In [None]:
import nltk
nltk.download('stopwords')

In [None]:
import pandas as pd
import numpy as np


import string
import re
from pprint import pprint

# NLTK 
from nltk.corpus import stopwords
from nltk.stem.wordnet import WordNetLemmatizer
from nltk.corpus import stopwords
stop_words = stopwords.words('english') #this depends on each language

# Gensim
import gensim
import gensim.corpora as corpora
from gensim.utils import simple_preprocess
from gensim.models import CoherenceModel

# spacy for lemmatization
import spacy

# Plotting tools
import pyLDAvis
import pyLDAvis.gensim  
import matplotlib.pyplot as plt
%matplotlib inline

# Enable logging for gensim - optional
import logging
logging.basicConfig(format='%(asctime)s : %(levelname)s : %(message)s', level=logging.ERROR)
np.random.seed(2020)
import warnings
warnings.filterwarnings("ignore",category=DeprecationWarning)

In [None]:
import codecs

In [None]:
col_names = ['question_description','primary_question']#,'question_type','question_description','question_title','answer','answer_date','ministry']
df = pd.read_csv('input_csv/train.csv',names=col_names,skiprows = 1)

In [None]:
BAD_CHARS = ['(?) ?????']
pat = '|'.join(['({})'.format(re.escape(c)) for c in BAD_CHARS])
df = df[~df['primary_question'].str.contains(pat)]
len(df)

In [None]:
from nltk.corpus import stopwords
stop_words = stopwords.words('english')
stop_words.extend(['whether','government','governments','fact','aware','ministry','ministries'])

In [None]:
data = df.primary_question.values.tolist()
#print(data)
data = [re.sub('\s+', ' ', sent) for sent in data]
data = [re.sub("\'", "", sent) for sent in data]

In [None]:
def sent_to_words(sentences):
    for sentence in sentences:
        yield(gensim.utils.simple_preprocess(str(sentence), deacc=True))  # deacc=True removes punctuations

data_words = list(sent_to_words(data))

print(data_words[0:1])

In [None]:
# Build the bigram and trigram models
bigram = gensim.models.Phrases(data_words, min_count=5, threshold=1000) # higher threshold fewer phrases.
trigram = gensim.models.Phrases(bigram[data_words], threshold=1000)  

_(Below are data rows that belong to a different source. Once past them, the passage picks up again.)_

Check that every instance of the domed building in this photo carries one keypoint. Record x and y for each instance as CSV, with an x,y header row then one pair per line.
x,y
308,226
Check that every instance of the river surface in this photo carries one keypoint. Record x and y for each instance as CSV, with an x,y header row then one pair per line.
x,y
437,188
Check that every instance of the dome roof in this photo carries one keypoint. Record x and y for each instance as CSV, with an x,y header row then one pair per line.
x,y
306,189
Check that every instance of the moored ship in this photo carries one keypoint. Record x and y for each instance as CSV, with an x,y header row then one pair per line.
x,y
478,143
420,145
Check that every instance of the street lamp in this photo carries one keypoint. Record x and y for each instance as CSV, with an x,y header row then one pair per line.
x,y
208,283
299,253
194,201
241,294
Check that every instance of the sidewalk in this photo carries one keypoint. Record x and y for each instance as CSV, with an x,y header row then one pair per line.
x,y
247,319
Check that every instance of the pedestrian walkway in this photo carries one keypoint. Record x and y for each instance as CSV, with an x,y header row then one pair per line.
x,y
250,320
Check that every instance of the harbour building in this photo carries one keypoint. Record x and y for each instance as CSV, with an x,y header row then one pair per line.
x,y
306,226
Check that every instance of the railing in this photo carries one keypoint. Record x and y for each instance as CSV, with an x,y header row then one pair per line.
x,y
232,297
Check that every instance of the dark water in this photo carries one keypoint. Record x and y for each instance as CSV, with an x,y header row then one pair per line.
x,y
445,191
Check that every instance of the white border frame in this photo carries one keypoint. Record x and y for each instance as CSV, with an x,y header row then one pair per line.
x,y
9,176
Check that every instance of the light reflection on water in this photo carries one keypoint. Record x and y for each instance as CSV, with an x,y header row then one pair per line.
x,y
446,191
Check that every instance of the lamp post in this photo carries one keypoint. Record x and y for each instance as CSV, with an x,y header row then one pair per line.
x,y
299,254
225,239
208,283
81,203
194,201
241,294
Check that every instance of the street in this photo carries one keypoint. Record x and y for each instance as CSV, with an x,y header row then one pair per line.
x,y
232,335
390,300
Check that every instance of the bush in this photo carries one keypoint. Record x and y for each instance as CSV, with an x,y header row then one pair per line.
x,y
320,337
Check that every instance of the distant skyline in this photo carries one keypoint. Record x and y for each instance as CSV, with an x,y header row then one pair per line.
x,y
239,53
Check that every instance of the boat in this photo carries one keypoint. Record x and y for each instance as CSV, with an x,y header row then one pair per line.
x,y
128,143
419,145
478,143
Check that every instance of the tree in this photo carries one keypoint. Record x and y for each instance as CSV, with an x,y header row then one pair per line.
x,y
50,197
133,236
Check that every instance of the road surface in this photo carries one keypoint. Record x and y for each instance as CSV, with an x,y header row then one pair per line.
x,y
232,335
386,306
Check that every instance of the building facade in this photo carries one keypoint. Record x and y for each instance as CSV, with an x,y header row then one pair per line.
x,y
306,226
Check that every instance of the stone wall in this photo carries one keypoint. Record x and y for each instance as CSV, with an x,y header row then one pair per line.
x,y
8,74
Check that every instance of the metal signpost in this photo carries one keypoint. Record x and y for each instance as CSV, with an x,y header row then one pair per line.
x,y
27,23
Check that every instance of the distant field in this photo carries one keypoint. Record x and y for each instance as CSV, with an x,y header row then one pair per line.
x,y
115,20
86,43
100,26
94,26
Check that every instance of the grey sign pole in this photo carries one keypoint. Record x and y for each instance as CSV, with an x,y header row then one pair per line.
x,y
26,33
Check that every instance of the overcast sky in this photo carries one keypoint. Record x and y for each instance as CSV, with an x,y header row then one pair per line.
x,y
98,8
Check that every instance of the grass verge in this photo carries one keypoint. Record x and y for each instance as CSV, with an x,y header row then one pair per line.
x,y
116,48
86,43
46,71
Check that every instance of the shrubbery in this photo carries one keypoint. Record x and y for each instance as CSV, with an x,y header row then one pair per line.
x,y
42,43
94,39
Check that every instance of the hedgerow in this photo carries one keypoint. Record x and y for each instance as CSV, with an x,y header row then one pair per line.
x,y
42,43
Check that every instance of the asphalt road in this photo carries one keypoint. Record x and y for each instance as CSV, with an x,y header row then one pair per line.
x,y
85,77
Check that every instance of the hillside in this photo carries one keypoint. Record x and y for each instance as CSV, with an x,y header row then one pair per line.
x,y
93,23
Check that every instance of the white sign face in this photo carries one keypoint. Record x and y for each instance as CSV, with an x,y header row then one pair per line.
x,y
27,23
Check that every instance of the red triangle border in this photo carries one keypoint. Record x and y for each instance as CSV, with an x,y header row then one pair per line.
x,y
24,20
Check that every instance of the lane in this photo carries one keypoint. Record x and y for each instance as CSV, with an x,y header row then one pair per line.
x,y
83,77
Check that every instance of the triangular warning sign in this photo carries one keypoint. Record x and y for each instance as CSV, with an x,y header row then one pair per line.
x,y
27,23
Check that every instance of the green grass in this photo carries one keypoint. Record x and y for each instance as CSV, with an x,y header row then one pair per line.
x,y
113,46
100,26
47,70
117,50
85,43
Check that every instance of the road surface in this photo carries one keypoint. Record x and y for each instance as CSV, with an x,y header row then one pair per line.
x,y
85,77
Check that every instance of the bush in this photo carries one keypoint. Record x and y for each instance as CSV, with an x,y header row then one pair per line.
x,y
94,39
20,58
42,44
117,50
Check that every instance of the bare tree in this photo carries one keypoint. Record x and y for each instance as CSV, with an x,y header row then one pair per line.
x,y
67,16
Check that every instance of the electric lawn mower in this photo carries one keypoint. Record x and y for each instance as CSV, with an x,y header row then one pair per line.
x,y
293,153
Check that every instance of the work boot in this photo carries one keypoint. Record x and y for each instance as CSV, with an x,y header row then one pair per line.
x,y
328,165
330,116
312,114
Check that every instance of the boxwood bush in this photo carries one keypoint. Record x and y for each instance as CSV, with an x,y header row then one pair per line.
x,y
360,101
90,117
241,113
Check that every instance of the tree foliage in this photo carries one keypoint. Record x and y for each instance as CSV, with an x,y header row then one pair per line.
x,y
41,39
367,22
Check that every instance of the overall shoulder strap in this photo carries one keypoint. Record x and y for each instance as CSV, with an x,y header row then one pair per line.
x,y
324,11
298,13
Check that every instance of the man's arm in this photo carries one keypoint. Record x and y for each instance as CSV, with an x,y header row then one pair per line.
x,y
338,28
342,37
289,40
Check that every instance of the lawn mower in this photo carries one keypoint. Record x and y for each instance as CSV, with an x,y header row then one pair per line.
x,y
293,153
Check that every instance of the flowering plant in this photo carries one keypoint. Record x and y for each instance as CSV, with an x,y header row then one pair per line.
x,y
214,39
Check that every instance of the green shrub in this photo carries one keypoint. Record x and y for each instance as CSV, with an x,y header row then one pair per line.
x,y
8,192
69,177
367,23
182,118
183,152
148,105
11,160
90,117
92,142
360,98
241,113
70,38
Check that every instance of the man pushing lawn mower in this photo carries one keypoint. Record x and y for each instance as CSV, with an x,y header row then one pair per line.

# Faster way to get a sentence clubbed as a trigram/bigram
bigram_mod = gensim.models.phrases.Phraser(bigram)
trigram_mod = gensim.models.phrases.Phraser(trigram)

# See trigram example
print(trigram_mod[bigram_mod[data_words[0]]])

In [None]:
# Define functions for stopwords, bigrams, trigrams and lemmatization
def remove_stopwords(texts):
    return [[word for word in simple_preprocess(str(doc)) if word not in stop_words] for doc in texts]

def make_bigrams(texts):
    return [bigram_mod[doc] for doc in texts]

def make_trigrams(texts):
    return [trigram_mod[bigram_mod[doc]] for doc in texts]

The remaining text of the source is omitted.